So I got stranded in Buellton, which is 3 miles West of Solvang, CA. Solvang was cute with it’s awesome Danish architecture. It was like I was transported to the Danish countryside… in the middle of fucking nowhere. Danish meals, pastries and wine tasting was how I spent my day there. But alas, my journey north needed to continue. And after I passed by Ostrich World USA (yup, that’s right). I stopped for gas before continuing north.
And boy was I thankful for stopping because my front driver side tire was not quite as straight as it should have been. And also thankful that there was a mechanic just across the street.
Normally I just stay in the van in any situation really. But I looked across the street at a cute little Danish style building which happened to be a Days Inn. Now for $70, not just a bed (which is unnecessary) but I get free wifi, a shower and breakfast. Totally worth it.
I surprised myself at being this comfortable when essentially stranded in a little town. I feel weird ever being scared of a situation like this, but it has me thinking a lot of the last time/ first time I was stranded in the middle of nowhere. Granted it was not as nice of a situation but, I think the main difference was my approach to it in the beginning. There’s nothing like breaking down on the highway and having to keep pushing your van to make it to Bakersfield and then eventually finding a church parking lot on an empty street, to park and stay the night until you can call a tow truck. That wasn’t the first time in the van but it was the first time in the van outside the LA county and definitely the first time in a desolate church parking lot; the only place lighting up the street surrounded by farmland. I remember being so scared and crying on the phone talking to Jack, wishing that he could just somehow magically be there.
But then in the morning my attitude was much different and I managed to make the most of the situation.
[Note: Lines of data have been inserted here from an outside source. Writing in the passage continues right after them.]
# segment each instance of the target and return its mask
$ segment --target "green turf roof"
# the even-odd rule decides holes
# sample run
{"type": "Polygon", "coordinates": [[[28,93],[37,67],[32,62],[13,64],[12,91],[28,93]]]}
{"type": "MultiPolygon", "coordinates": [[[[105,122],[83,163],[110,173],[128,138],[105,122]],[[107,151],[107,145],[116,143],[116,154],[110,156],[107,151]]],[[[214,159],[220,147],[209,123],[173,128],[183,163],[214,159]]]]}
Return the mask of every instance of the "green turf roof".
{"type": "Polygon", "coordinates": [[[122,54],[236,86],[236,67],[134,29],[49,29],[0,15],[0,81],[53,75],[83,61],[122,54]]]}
I mean, the mechanic that I went to couldn’t fix it the same day so he let me stay in the van and left his wifi on for me after hours. The guy even set me up with an extension cord for my computer. Talk about a chill as dude/shop.
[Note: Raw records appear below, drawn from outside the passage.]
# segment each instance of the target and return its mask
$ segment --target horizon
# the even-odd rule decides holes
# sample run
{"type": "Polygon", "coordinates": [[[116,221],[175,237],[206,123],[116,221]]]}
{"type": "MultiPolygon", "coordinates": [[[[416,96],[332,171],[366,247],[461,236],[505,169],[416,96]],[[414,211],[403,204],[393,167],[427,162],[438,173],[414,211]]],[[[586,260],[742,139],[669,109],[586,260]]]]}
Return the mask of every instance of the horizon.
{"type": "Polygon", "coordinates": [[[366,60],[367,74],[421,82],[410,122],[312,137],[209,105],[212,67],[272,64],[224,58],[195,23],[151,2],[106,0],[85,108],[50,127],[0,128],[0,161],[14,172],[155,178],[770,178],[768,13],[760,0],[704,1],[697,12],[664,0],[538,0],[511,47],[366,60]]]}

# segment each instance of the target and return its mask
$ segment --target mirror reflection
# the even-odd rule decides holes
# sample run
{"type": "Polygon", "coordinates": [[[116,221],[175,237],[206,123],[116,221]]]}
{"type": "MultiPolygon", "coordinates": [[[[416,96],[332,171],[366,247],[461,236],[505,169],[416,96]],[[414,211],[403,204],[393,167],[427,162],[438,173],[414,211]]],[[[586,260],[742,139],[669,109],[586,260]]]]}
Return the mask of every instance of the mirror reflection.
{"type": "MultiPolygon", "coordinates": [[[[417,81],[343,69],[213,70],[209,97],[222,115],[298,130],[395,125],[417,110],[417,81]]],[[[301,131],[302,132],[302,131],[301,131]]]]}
Now with this sitiation, I definitely feel more relaxed. More accepting of whatever is going on. And I like that. Just going with the flow is really the way to go. I’m learning that more and more these days. It’s easy to get hung up in certain situations and when things don’t know the way you had planned, everything seems to get flipped upside down. But when you don’t set such definitive expectations you really give the opportunity to let some amazing things happen.
I’ve met some nice people here. Granted alcohol makes it easier when the only place to go is a bar. But still. I do what I do best and go out there and start talking to people. I find it so interesting to hear other people’s perspective of the world. Shit, I even got some free American flag suspenders from some guy who broke down the reason why he wears them. To support our troops, the ones he can’t join because of a medical condition.
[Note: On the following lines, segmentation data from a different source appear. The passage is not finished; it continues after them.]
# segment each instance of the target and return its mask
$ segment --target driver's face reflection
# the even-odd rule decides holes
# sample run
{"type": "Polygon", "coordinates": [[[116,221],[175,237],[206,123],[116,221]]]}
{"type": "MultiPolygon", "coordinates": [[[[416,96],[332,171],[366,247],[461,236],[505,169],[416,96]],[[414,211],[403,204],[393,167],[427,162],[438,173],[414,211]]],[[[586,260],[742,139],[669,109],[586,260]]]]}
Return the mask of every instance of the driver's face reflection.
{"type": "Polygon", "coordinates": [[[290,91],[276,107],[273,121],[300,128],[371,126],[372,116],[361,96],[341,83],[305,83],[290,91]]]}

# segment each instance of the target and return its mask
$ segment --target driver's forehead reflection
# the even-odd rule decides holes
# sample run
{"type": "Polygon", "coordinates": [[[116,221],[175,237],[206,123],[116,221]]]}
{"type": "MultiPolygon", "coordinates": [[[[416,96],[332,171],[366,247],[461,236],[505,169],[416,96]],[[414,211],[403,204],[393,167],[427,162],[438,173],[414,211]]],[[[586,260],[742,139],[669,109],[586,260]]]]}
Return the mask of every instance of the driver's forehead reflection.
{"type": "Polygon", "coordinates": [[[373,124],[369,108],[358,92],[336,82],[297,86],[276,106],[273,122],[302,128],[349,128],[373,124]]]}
It’s all about perspective really, and I sure have been given a different view being here. I’ve spent so much time in the city that it’s great to talk with country folk again. Sure not the same type of country but I think we’re in the same boat in that we have values that we’re trying to uphold. We’re all doing the best we can with what we’ve got. And I may live in a van but I’m one of the lucky ones. Because I can do this by choice. I don’t want for food or shelter or anything of real consequence. I choose to do this and I have that choice. It’s not always that easy for others, no matter what type of lifestyle I choose to live. This last minute adventure has reminded me of that and I will continue to keep that in mind.